Mrs. Humphrey, who lived in a town house in Denver, had been staying with the judge's family since before Christmas as she recovered from a kidney infection. Neighbors in Denver said she played solitaire and Scrabble on a computer and frequently cooked large meals for friends. She hand-stitched quilts for each of her 23 descendants.
Judge Lefkow, a magistrate judge since 1982, was named to the United States District Court by President Bill Clinton. In the case she handled involving Mr. Hale's church, she initially ruled in favor of Mr. Hale, dismissing the trademark case in 2002.
After an appeals court reversed her decision, though, Judge Lefkow had little choice but to order Mr. Hale to remove the World Church name from his Web sites and printed material or face fines of $1,000 a day.

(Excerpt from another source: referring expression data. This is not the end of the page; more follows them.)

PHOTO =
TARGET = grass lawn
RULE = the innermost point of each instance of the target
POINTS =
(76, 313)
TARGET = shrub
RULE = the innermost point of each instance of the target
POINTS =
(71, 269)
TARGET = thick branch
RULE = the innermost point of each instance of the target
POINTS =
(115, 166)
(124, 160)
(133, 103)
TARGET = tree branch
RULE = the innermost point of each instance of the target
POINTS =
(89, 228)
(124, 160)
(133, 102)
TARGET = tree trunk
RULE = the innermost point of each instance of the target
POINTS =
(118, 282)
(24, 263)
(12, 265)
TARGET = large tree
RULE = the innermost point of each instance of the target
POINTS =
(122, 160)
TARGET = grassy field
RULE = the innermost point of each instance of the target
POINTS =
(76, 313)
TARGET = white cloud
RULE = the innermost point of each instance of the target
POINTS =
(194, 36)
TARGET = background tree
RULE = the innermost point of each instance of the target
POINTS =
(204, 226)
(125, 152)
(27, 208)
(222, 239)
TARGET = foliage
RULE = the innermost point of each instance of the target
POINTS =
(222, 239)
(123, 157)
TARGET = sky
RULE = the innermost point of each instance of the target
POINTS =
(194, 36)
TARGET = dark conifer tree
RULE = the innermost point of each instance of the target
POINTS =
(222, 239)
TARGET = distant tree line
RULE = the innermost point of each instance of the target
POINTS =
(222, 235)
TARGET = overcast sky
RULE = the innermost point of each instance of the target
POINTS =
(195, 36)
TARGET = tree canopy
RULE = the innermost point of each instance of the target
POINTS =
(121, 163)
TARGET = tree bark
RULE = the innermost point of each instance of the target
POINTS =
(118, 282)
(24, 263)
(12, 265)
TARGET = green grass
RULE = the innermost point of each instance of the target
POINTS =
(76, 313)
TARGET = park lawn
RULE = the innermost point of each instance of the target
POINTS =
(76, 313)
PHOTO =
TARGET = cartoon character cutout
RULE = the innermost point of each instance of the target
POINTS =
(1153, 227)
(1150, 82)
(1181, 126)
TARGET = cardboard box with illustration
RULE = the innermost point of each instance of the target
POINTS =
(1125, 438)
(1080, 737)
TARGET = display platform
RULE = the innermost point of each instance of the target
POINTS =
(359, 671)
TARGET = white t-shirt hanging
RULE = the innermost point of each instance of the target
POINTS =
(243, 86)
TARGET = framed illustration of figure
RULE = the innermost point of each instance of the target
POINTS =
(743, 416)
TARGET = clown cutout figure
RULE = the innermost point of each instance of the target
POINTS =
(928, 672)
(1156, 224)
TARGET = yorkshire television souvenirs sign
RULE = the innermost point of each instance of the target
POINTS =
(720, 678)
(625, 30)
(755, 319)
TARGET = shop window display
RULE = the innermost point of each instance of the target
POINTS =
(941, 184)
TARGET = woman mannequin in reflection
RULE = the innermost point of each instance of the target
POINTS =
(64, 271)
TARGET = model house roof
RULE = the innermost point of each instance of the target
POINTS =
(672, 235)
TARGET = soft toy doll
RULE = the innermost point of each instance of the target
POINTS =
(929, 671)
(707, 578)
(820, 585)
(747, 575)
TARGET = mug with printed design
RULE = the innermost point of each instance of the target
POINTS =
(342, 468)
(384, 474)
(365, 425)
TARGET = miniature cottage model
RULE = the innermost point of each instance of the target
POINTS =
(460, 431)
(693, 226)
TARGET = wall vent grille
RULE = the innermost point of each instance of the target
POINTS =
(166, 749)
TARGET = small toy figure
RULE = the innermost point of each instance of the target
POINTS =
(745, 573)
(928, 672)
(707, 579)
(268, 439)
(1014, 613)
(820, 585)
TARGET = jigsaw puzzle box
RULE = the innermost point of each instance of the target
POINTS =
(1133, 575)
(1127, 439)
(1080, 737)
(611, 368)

She was immediately vilified. Hal Turner, an "underground" radio personality who broadcasts on a shortwave signal, said on his show that Judge Lefkow was "worthy of being killed," adding that "it wouldn't be legal, but in my opinion it wouldn't be wrong."
Mr. Hale, who called himself pontifex maximus of the church that at one point claimed 30,000 members, was arrested in January 2003, after an F.B.I. informant infiltrated the group to become his security chief.
The informant, Anthony Evola, provided an e-mail message in which Mr. Hale sought Judge Lefkow's home address and a tape recording of their discussing her fate. "We going to exterminate the rat?" Mr. Evola asked. Mr. Hale said that he preferred to "fight within the law" but that "if you wish to, ah, do anything yourself, you can, you know?"
When Mr. Evola said, "Consider it done," Mr. Hale responded, "Good."
Mr. Potok of the Southern Poverty Law Center said that after Mr. Hale's arrest his group foundered, shrinking from a high in the 1990's of 88 chapters to 5 in 2003. But he said it jumped to at least 16 chapters last year and remains one of the nation's most violent groups.
Sympathizers abound. "Everyone associated with the Matt Hale trial has deserved assassination for a long time," read an Internet essay posted Tuesday by Bill White, editor of The Libertarian Socialist News. "I don't feel bad that Judge Lefkow's family was murdered today. In fact, when I heard the story, I laughed."
David Bernstein and Gretchen Ruethling contributed reporting from Chicago for this article, Mindy Sink from Denver and David Johnston from Washington.